Who are we?

Established in 2007 on Granville Island, Artisan SakeMaker is known as a unique commercial winery that produces award winning, hand-made, small batch and fresh sake. Our brand name “OSAKE” is widely recognized as “Canada’s first locally produced fresh premium sake” and its popularity has reached across the country and beyond. The philosophy of our production centres upon “sustainability, all natural and locality.”

Our Concept

Handcrafted in our artisan studio located at Railspur Alley on Granville Island, Osake is the first “fresh premium”Junmai Sake [Namazake] of its kind produced in Canada. Fermented from top-quality Japanese sakamai, then hand-pressed and hand-bottled, Osake is left unfiltered to optimize its fresh, delicate, fruit-like aromas and flavours.

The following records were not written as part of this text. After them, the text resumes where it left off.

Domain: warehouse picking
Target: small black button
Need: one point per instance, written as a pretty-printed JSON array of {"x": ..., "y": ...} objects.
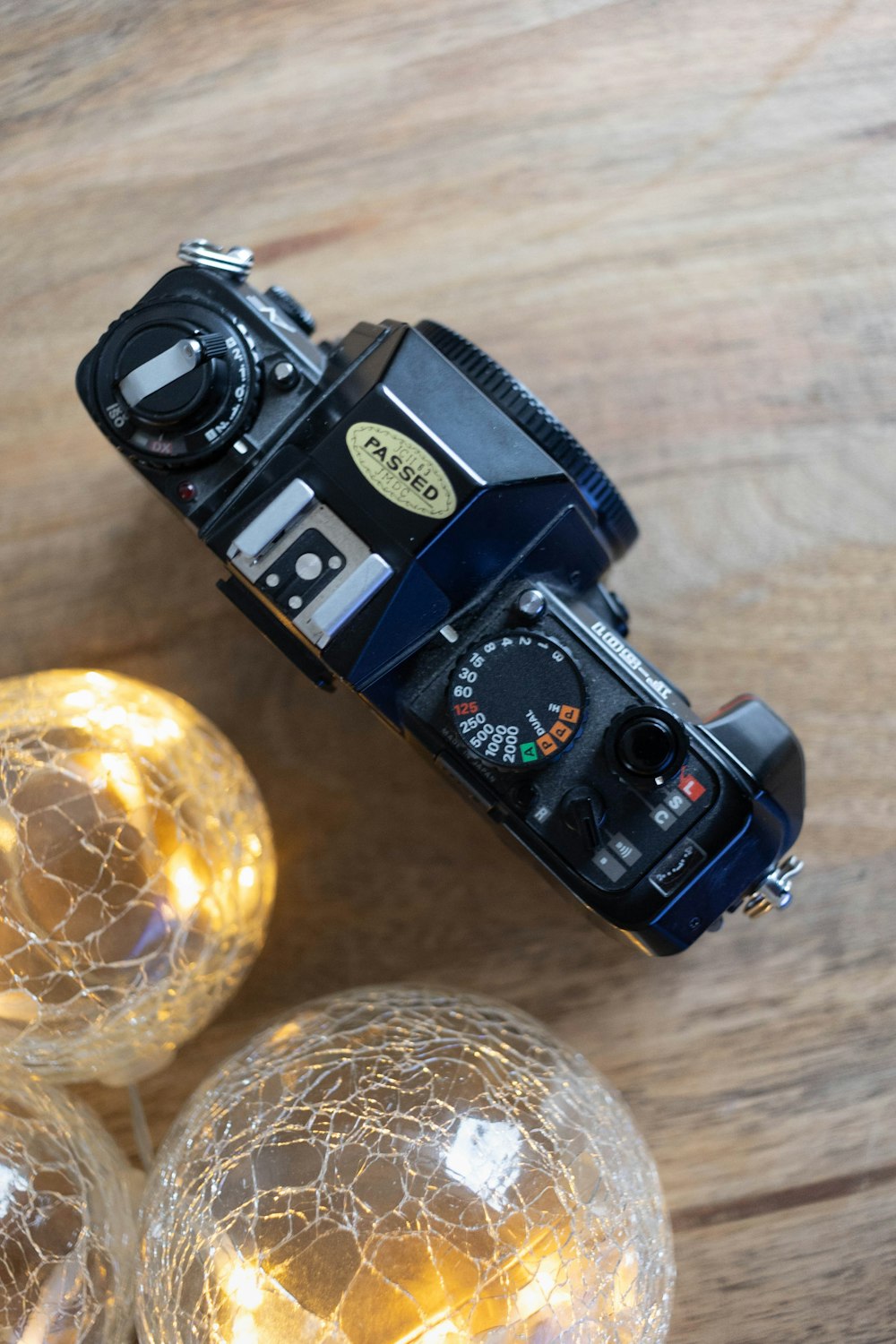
[
  {"x": 648, "y": 744},
  {"x": 675, "y": 870}
]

Unlike premium sakes imported from Japan, which are typically produced once a year in winter, Osake is made in small batches several times a year in cycles roughly corresponding to the changing of the seasons. This departure from tradition allows us to explore and produce versatile wines that complement the varied in-season bounty of our local west coast cuisine-from fish and shellfish in spring and summer to heat-warming braises and stews in fall and winter.

IMG_0825

Our Challenge

Sake is a traditional Japanese beverage that is produced through the fermentation of rice.  Currently sake production in Canada depends on the import of rice from other countries such as Japan and the US.  Since 2009 Artisan SakeMaker has been tirelessly working on the research for producing rice locally in BC in the hope that OSAKE can be made from 100% Canadian contents.

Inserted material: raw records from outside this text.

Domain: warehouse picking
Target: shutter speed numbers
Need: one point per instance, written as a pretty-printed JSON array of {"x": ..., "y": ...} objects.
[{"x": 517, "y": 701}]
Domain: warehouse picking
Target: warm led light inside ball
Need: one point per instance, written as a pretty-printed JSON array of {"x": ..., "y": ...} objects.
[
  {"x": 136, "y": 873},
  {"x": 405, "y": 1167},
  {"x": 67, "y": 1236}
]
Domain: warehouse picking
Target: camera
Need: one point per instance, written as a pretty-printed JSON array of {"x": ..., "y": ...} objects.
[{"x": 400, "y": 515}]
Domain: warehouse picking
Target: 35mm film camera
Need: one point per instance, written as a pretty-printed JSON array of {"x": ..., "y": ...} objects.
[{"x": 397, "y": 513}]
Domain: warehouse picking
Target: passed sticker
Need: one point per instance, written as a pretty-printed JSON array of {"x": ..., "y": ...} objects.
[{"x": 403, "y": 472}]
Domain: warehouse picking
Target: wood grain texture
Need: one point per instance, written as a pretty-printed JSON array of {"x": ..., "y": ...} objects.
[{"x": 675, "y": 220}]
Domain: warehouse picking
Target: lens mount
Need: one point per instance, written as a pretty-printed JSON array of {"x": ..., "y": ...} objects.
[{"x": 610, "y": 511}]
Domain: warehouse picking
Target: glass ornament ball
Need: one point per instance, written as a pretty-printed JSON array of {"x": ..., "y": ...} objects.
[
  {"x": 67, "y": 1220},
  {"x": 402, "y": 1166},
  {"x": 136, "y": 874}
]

With a successful harvest in the Fraser Valley in 2012,  OSAKE’s 2013 production includes batches made from 100% BC grown rice; a dream come true for Artisan SakeMaker in its passionate pursuit for producing true “Canadian Sake.”  This research document is  produced and being shared with the members of  farming communities in BC and elsewhere in Canada who may pursue rice growing practice and become rice producers to support the expansion of the Canadian Sake into the future.